US Real Estate Investment Trusts Led Markets For Second Week

Real estate shares are on a roll. For a second week, real estate investment trusts (REITs) posted the strongest weekly gain for the major asset classes, based on performances via a set of exchange-traded funds. The leading gain is no mean feat when you consider that risk-off sentiment has returned lately and bond prices have surged.

Vanguard Real Estate (VNQ) popped 1.7% for the week of trading ended Friday, Aug. 9. The gain marks the third straight weekly advance and the second week in a row that REITs have led the major asset classes.

Last week’s second-best performer: inflation-indexed Treasuries. The iShares TIPS (TIP) rose 0.9%, delivering the fund’s best weekly advance so far this year.

Last week’s big loser: broadly defined commodities. The iShares S&P GSCI Commodity-Indexed Trust (GSG) slumped 1.5%. The latest decline marks the fourth straight weekly loss.

Note, however, that gold has been an outlier in the commodities space. Although the precious metal isn’t tracked in this column (it’s part of the broad definition of commodities), gold’s allure has surged lately, as last week’s 4.0% gain for SPDR Gold Shares (GLD) attests.

Meantime, last week delivered a mild headwind for an ETF-based version of the Global Market Index (GMI.F). This unmanaged benchmark, which holds all the major asset classes (except cash) in market-value weights, slipped 0.3%.

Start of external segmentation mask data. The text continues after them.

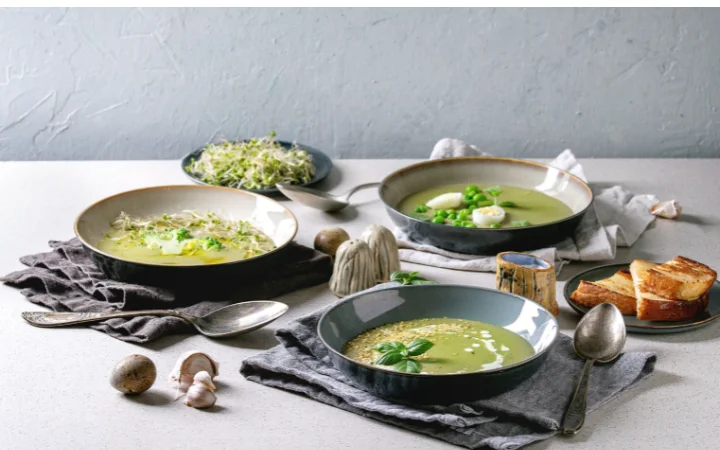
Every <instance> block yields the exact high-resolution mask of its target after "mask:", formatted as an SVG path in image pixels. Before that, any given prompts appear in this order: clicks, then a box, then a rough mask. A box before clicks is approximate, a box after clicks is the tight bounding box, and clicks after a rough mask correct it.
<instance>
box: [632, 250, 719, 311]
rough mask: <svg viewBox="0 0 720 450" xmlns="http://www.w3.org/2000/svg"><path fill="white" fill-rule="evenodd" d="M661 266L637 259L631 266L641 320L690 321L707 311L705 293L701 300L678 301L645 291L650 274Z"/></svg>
mask: <svg viewBox="0 0 720 450" xmlns="http://www.w3.org/2000/svg"><path fill="white" fill-rule="evenodd" d="M659 266H660V265H659V264H656V263H653V262H649V261H643V260H639V259H636V260H635V261H633V262H632V264H630V274H631V275H632V279H633V285H634V288H635V297H636V298H637V318H638V319H641V320H655V321H676V320H690V319H693V318H695V317H697V316H698V315H700V314H702V313H703V312H705V311H706V310H707V305H708V300H709V298H708V294H707V292H705V293H704V294H702V295H701V296H700V297H699V298H695V299H690V300H678V299H677V298H665V297H662V296H659V295H657V294H654V293H652V292H648V291H646V290H645V285H646V281H647V279H648V276H649V274H650V272H651V271H652V270H653V269H655V268H657V267H659Z"/></svg>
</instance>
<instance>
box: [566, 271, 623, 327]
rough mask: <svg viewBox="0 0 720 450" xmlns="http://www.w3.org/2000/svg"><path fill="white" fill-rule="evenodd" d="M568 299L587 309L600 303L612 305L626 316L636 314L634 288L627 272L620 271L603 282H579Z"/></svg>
mask: <svg viewBox="0 0 720 450" xmlns="http://www.w3.org/2000/svg"><path fill="white" fill-rule="evenodd" d="M570 298H571V299H572V300H573V301H575V302H576V303H579V304H581V305H584V306H587V307H588V308H592V307H594V306H597V305H599V304H601V303H612V304H613V305H615V306H617V308H618V309H619V310H620V312H621V313H622V314H624V315H626V316H634V315H636V313H637V299H636V298H635V288H634V287H633V281H632V277H631V276H630V272H628V271H627V270H620V271H618V272H617V273H615V275H613V276H611V277H610V278H605V279H604V280H599V281H581V282H580V285H579V286H578V288H577V289H576V290H575V292H573V293H572V295H571V296H570Z"/></svg>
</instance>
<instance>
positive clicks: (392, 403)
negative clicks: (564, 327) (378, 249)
mask: <svg viewBox="0 0 720 450" xmlns="http://www.w3.org/2000/svg"><path fill="white" fill-rule="evenodd" d="M394 284H395V283H389V284H386V285H381V286H389V285H394ZM328 308H329V307H328ZM325 309H327V308H323V309H322V310H319V311H316V312H314V313H312V314H310V315H307V316H305V317H302V318H300V319H297V320H295V321H292V322H290V323H289V324H287V325H286V326H285V327H283V328H280V329H278V330H277V332H276V336H277V339H278V341H280V345H278V346H276V347H273V348H271V349H270V350H267V351H265V352H263V353H260V354H258V355H255V356H252V357H250V358H248V359H246V360H245V361H244V362H243V364H242V367H241V369H240V373H241V374H242V375H243V376H245V377H246V378H247V379H248V380H251V381H254V382H257V383H260V384H264V385H267V386H272V387H276V388H280V389H284V390H287V391H293V392H298V393H302V394H305V395H307V396H308V397H310V398H313V399H315V400H318V401H320V402H323V403H326V404H329V405H332V406H335V407H337V408H340V409H343V410H346V411H350V412H352V413H355V414H358V415H361V416H365V417H369V418H372V419H375V420H378V421H381V422H385V423H389V424H392V425H396V426H399V427H402V428H405V429H408V430H412V431H416V432H419V433H423V434H426V435H429V436H433V437H435V438H438V439H442V440H444V441H447V442H450V443H452V444H456V445H461V446H464V447H468V448H472V449H475V448H481V447H490V448H493V449H504V450H510V449H516V448H519V447H522V446H524V445H528V444H530V443H533V442H536V441H541V440H544V439H548V438H550V437H552V436H553V435H555V434H557V433H558V431H559V424H560V421H561V419H562V416H563V413H564V411H565V408H566V406H567V404H568V403H569V401H570V398H571V397H572V393H573V391H574V389H575V385H576V383H577V380H578V378H579V376H580V371H581V370H582V367H583V363H584V361H583V360H581V359H580V358H579V357H578V356H577V355H576V354H575V352H574V351H573V346H572V340H571V339H570V338H569V337H567V336H564V335H560V336H559V339H558V341H557V343H556V344H555V346H554V347H553V348H552V349H551V350H550V354H549V356H548V359H547V361H546V362H545V364H544V365H543V366H542V368H541V369H540V370H539V371H538V372H537V373H536V374H535V375H534V376H533V377H531V378H529V379H528V380H526V381H525V382H523V383H522V384H521V385H519V386H518V387H517V388H515V389H514V390H512V391H510V392H507V393H504V394H501V395H498V396H495V397H492V398H489V399H484V400H480V401H475V402H470V403H467V404H455V405H450V406H438V405H415V406H412V405H405V404H397V403H392V402H389V401H387V400H383V399H381V398H378V397H375V396H373V395H372V394H369V393H367V392H365V391H363V390H362V389H360V388H358V387H355V386H354V385H353V382H352V381H351V380H350V379H348V378H346V377H345V376H344V375H343V374H342V373H340V372H339V371H337V370H336V369H335V368H334V367H333V366H332V363H331V362H330V359H329V356H328V352H327V350H326V348H325V347H324V346H323V344H322V342H320V339H319V338H318V336H317V333H316V327H317V323H318V320H319V319H320V316H321V315H322V313H323V311H325ZM655 361H656V356H655V354H653V353H648V352H627V353H624V354H623V355H622V356H620V358H618V359H617V360H616V361H615V362H613V363H611V364H600V365H596V366H595V368H594V369H593V372H592V374H591V382H590V391H589V398H588V408H589V411H592V410H595V409H597V408H599V407H600V406H602V405H603V404H605V403H607V402H608V401H610V400H612V399H613V398H615V397H617V396H618V395H620V394H622V393H623V392H625V391H626V390H627V389H629V388H630V387H631V386H633V385H634V384H636V383H637V382H639V381H641V380H643V379H644V378H646V377H647V376H648V375H649V374H650V373H651V372H652V371H653V369H654V366H655Z"/></svg>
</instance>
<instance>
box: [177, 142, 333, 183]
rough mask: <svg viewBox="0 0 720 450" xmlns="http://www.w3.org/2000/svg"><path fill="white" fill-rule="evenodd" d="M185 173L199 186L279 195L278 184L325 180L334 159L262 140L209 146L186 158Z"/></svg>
mask: <svg viewBox="0 0 720 450" xmlns="http://www.w3.org/2000/svg"><path fill="white" fill-rule="evenodd" d="M181 165H182V170H183V172H184V173H185V175H187V176H188V177H190V179H191V180H193V181H194V182H195V183H197V184H204V185H207V186H222V187H229V188H233V189H241V190H244V191H248V192H254V193H256V194H262V195H274V194H279V193H280V191H278V189H277V188H276V187H275V185H276V184H278V183H281V184H291V185H295V186H309V185H312V184H315V183H318V182H320V181H322V180H323V179H325V178H326V177H327V176H328V175H329V174H330V172H331V171H332V168H333V163H332V160H331V159H330V158H329V157H328V156H327V155H326V154H325V153H323V152H321V151H320V150H316V149H314V148H312V147H308V146H306V145H301V144H298V143H295V142H288V141H280V140H277V139H276V138H275V134H274V133H270V134H269V135H268V136H265V137H263V138H253V139H247V140H242V141H236V142H228V141H225V142H219V143H212V144H208V145H206V146H205V147H203V148H201V149H198V150H195V151H194V152H191V153H189V154H188V155H186V156H185V157H184V158H183V159H182V161H181Z"/></svg>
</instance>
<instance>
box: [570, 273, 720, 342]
mask: <svg viewBox="0 0 720 450" xmlns="http://www.w3.org/2000/svg"><path fill="white" fill-rule="evenodd" d="M628 267H630V263H623V264H609V265H606V266H600V267H595V268H593V269H589V270H586V271H585V272H581V273H579V274H577V275H575V276H574V277H572V278H571V279H569V280H568V281H567V282H566V283H565V289H564V294H565V301H567V303H568V305H570V307H571V308H572V309H574V310H575V311H576V312H577V313H578V314H580V315H581V316H582V315H584V314H585V313H586V312H588V311H589V310H590V308H588V307H587V306H583V305H580V304H578V303H575V302H574V301H572V299H570V295H571V294H572V293H573V292H574V291H575V289H577V287H578V285H580V280H583V281H598V280H602V279H604V278H609V277H611V276H613V275H614V274H615V272H617V271H618V270H621V269H627V268H628ZM709 295H710V298H709V303H708V311H707V312H706V313H705V314H702V315H700V316H698V317H696V318H694V319H693V320H683V321H678V322H655V321H651V320H640V319H638V318H637V317H634V316H623V320H625V328H626V329H627V331H628V332H631V333H646V334H664V333H679V332H681V331H688V330H694V329H695V328H699V327H701V326H703V325H706V324H708V323H710V322H712V321H713V320H715V319H717V318H718V317H720V283H718V282H717V281H716V282H715V284H713V287H711V288H710V293H709Z"/></svg>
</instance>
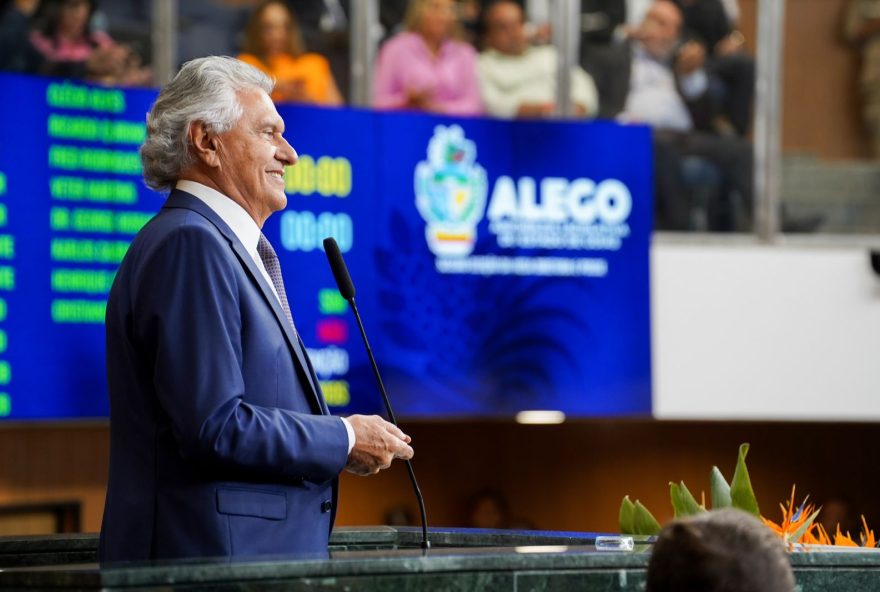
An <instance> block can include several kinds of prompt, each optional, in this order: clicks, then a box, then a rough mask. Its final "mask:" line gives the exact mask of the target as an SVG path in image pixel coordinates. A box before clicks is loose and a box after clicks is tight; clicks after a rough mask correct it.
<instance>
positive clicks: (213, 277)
mask: <svg viewBox="0 0 880 592" xmlns="http://www.w3.org/2000/svg"><path fill="white" fill-rule="evenodd" d="M237 265H239V263H238V261H237V260H236V259H235V258H234V255H232V254H231V252H230V249H229V245H228V244H227V243H225V242H223V241H222V240H221V239H219V237H217V236H216V235H214V234H213V233H212V232H211V231H210V230H208V229H204V228H200V227H190V226H185V227H181V228H179V229H178V230H177V231H176V232H174V233H172V234H171V235H170V236H167V237H165V239H164V240H163V242H162V244H161V245H159V246H158V247H157V248H156V249H154V250H153V251H152V252H151V253H150V254H149V255H148V256H147V261H146V262H145V263H144V265H143V266H142V273H141V274H140V275H139V276H138V277H137V278H135V284H136V285H135V288H136V289H135V292H134V293H135V296H134V297H133V299H134V302H133V309H134V322H133V327H134V331H135V336H134V337H135V340H136V341H137V342H139V343H141V344H143V346H144V350H145V351H144V355H145V356H147V358H148V359H149V360H151V361H152V364H153V368H152V371H153V383H154V386H155V391H156V393H157V397H158V403H159V405H160V407H161V409H162V411H163V412H164V413H165V414H166V415H167V416H168V418H169V421H170V424H171V428H172V430H173V433H174V436H175V439H176V440H177V442H178V444H179V446H180V453H181V455H182V456H183V457H184V458H187V459H190V460H196V461H206V462H210V463H212V464H217V465H221V466H225V467H229V468H235V469H241V470H246V471H257V472H259V473H263V474H269V475H272V476H276V477H291V478H303V479H306V480H309V481H314V482H324V481H327V480H330V479H332V478H334V477H336V476H337V475H338V473H339V472H340V471H341V470H342V468H343V467H344V466H345V463H346V460H347V456H348V452H347V448H348V437H347V433H346V429H345V427H344V425H343V423H342V422H341V421H340V420H339V418H338V417H330V416H317V415H310V414H304V413H296V412H293V411H289V410H285V409H279V408H272V407H261V406H257V405H253V404H249V403H247V402H246V401H245V400H244V394H245V393H244V379H243V376H242V371H241V367H242V343H241V314H240V308H239V305H240V303H239V290H238V284H237V282H238V279H237V278H238V277H240V275H238V276H237V275H236V273H235V269H236V268H235V267H234V266H237ZM267 368H268V369H269V370H268V371H273V370H274V361H273V362H272V363H267Z"/></svg>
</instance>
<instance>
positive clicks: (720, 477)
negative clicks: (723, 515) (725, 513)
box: [709, 467, 731, 510]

For trailing one-year returns, US REITs continue to lead. Vanguard Real Estate (VNQ) is up 15.1% over the past 252 trading days after factoring in distributions—a return that’s well ahead of the remaining major asset classes.

Meantime, broadly defined commodities continue to post the deepest shade of red for the one-year trend. GSG has lost 12.5% as of Friday’s close vs. the year-ago price.

GMI.F is holding on to a modest
one-year gain, rising 2.5%.

Profiling the major asset classes via a set of momentum indicators reveals a bit of weakness creeping in. The analysis is based on two sets of moving averages for the ETFs listed above. The first compares the 10-day moving average with its 100-day counterpart — a proxy for short-term trending behavior (red line in chart below). A second set of moving averages (50 and 200 days) represents an intermediate measure of the trend (blue line). As of Friday’s close, the short-term indicator fell, reflecting setbacks for several asset classes. Given the weak start to this week’s trading in foreign markets and US futures, the odds appear low for a quick rebound.